The Texas Supreme Court has overturned a court order that would have allowed a Dallas woman to get an abortion. The ruling came down hours after Kate Cox’s lawyers announced she was leaving the state to terminate her non-viable pregnancy.
Last Tuesday, Cox, 31, filed a historic lawsuit, asking the courts to allow her to terminate her pregnancy after she learned her fetus had full trisomy 18, a lethal fetal anomaly. The lawsuit, brought by the Center for Reproductive Rights, said continuing the pregnancy posed a threat to Cox’s health and future fertility, but her doctors refused to perform an abortion due to the state’s near-total ban on the procedure.
Travis County District Judge Maya Guerra Gamble ruled Thursday that neither Cox, nor her husband or OB/GYN, should be criminally or civilly penalized for terminating her pregnancy. Texas Attorney General Ken Paxton filed an emergency petition, asking the state Supreme Court to overturn that ruling. On Friday night, the high court put Guerra Gamble’s order on hold while they considered the merits of the case.
Meanwhile, though, Cox’s condition was deteriorating, and she was in and out of the emergency room, according to her lawyers.
“This past week of legal limbo has been hellish for Kate,” said Nancy Northup, president and CEO for the Center for Reproductive Rights. “Her health is on the line ... This is why judges and politicians should not be making healthcare decisions for pregnant people—they are not doctors.”
Cox’s lawyers said Monday afternoon that she had left the state to get an abortion, but did not specify where or when the procedure was occurring. The Center for Reproductive Rights told the Texas Supreme Court that it intended to continue litigating her case, despite Cox no longer seeking an abortion within Texas. A few hours later, the court issued its ruling, overturning the temporary restraining order.
“No one disputes that Ms. Cox’s pregnancy has been extremely complicated. Any parents would be devastated to learn of their unborn child’s trisomy 18 diagnosis,” the justices wrote. “Some difficulties in pregnancy, however, even serious ones, do not pose the heightened risks to the mother the exception encompasses.”
The Texas Supreme Court also heard arguments in late November in Zurawski v. Texas, in which 20 women allege they were denied medical care for their complicated pregnancies as a result of the state’s abortion laws. In both suits, the Center for Reproductive Rights has argued that doctors must be allowed to exercise their medical judgement and perform abortions when their “good faith belief” is that the procedure is necessary. The law says doctors must instead exercise “reasonable medical judgment,” which lawyers for the Center has argued is a vague standard that pushes doctors to wait until a patient is close to death before acting.
In Monday’s ruling, the justices say the law does not “ask the doctor to wait until the mother is within an inch of death or her bodily impairment is fully manifest or practically irreversible. The exception does not mandate that a doctor in a true emergency await consultation with other doctors who may not be available. Rather, the exception is predicated on a doctor’s acting within the zone of reasonable medical judgment, which is what doctors do every day.”

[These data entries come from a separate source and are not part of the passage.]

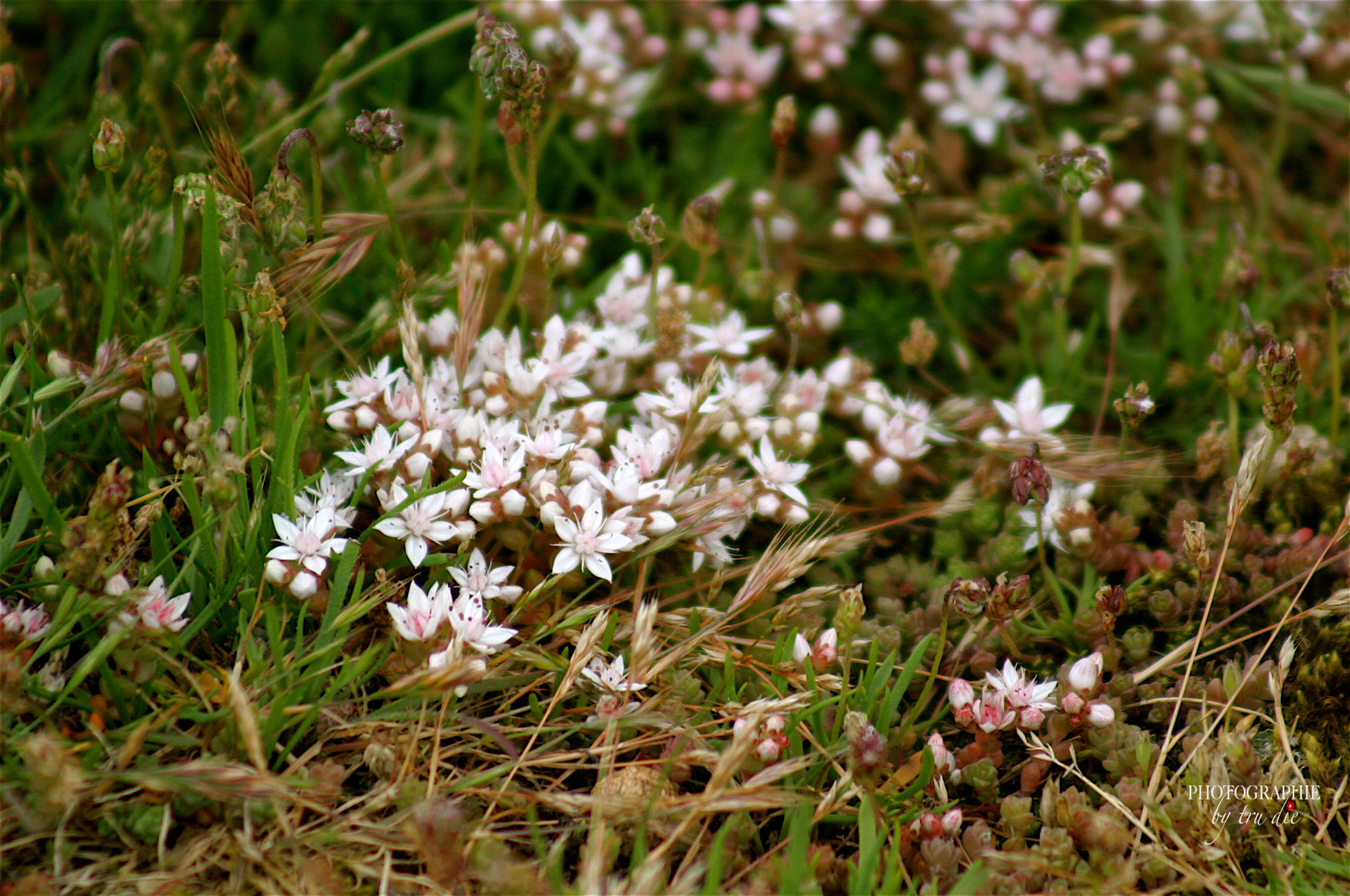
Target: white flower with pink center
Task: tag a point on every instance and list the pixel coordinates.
(779, 475)
(585, 544)
(426, 611)
(484, 580)
(496, 471)
(469, 620)
(420, 522)
(311, 543)
(729, 337)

The ruling also called on the Texas Medical Board to offer more guidance to physicians, reminding the agency that it can “assess various hypothetical circumstances, provide best practices, identify red lines, and the like” as it has done for COVID-19 protocols and similar circumstances.

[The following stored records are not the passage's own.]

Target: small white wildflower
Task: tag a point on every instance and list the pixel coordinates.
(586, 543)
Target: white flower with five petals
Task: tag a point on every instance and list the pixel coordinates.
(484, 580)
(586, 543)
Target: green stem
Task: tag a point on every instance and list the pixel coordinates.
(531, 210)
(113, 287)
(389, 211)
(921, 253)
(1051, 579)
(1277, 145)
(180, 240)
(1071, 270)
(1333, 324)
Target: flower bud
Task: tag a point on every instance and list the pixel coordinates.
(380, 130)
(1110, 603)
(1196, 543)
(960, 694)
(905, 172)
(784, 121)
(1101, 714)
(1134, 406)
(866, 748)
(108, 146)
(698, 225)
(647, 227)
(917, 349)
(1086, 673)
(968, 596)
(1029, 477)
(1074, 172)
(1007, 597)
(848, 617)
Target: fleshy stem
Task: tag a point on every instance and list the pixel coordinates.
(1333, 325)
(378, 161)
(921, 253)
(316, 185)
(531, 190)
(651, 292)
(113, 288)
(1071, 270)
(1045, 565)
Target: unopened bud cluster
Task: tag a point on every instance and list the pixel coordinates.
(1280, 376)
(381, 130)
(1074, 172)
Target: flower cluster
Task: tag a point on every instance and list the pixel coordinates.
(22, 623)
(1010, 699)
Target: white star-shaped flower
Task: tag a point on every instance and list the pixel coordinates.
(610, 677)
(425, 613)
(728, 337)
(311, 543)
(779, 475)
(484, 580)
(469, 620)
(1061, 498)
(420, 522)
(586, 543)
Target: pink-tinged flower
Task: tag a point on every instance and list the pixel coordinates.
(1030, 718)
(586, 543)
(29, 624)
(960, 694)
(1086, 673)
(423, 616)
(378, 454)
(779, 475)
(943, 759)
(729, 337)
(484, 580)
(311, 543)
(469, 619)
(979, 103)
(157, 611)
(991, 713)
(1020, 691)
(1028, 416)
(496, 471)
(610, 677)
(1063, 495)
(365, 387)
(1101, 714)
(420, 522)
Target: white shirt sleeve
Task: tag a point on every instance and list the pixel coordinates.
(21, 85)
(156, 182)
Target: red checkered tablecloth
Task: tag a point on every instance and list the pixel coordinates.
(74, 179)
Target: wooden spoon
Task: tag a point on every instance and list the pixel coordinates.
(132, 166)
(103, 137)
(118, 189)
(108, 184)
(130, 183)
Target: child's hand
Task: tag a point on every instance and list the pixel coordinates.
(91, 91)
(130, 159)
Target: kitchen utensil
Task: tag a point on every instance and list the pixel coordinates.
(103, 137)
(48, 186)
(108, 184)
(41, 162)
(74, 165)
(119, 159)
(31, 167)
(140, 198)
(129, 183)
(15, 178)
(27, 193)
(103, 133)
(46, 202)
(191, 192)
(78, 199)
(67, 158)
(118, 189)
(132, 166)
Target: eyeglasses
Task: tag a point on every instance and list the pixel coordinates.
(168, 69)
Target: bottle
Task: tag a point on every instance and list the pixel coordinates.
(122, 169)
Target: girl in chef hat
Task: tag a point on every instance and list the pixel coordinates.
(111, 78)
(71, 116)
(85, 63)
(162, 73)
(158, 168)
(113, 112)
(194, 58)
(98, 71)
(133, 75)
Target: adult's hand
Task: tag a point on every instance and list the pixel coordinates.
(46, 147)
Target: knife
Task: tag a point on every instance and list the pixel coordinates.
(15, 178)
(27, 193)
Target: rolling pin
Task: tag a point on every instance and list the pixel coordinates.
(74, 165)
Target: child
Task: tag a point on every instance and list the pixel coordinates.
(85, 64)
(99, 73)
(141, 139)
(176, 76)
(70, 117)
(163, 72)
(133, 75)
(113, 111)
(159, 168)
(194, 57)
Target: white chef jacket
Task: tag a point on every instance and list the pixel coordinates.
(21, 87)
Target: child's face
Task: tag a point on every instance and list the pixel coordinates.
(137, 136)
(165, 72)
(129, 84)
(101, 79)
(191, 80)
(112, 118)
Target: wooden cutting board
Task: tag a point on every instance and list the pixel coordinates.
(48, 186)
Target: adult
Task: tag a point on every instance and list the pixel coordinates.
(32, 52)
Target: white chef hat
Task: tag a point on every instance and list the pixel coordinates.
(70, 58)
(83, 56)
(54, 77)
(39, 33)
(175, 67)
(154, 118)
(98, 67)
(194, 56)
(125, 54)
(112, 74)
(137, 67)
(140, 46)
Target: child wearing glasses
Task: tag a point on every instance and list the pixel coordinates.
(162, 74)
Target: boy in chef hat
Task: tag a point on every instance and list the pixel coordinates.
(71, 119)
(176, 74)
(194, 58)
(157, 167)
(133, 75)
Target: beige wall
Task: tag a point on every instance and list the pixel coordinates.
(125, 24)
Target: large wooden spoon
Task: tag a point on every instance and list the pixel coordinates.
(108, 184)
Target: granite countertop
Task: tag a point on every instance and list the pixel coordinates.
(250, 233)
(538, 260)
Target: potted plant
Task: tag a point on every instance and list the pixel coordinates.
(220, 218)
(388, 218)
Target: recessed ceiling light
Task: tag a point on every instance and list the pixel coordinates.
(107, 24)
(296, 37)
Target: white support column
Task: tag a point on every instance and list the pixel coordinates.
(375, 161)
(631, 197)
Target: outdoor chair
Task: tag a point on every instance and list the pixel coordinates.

Cox’s lawyers noted in a statement that many women in Texas do not have the financial means to quickly leave the state. All but one of Texas’ neighboring states have banned the procedure, and Texans are flooding clinics in New Mexico, Colorado and Kansas, leading to delays in care. In October, the Texas Tribune documented the story of a woman who could not afford to leave the state for an abortion, and carried a non-viable pregnancy to term.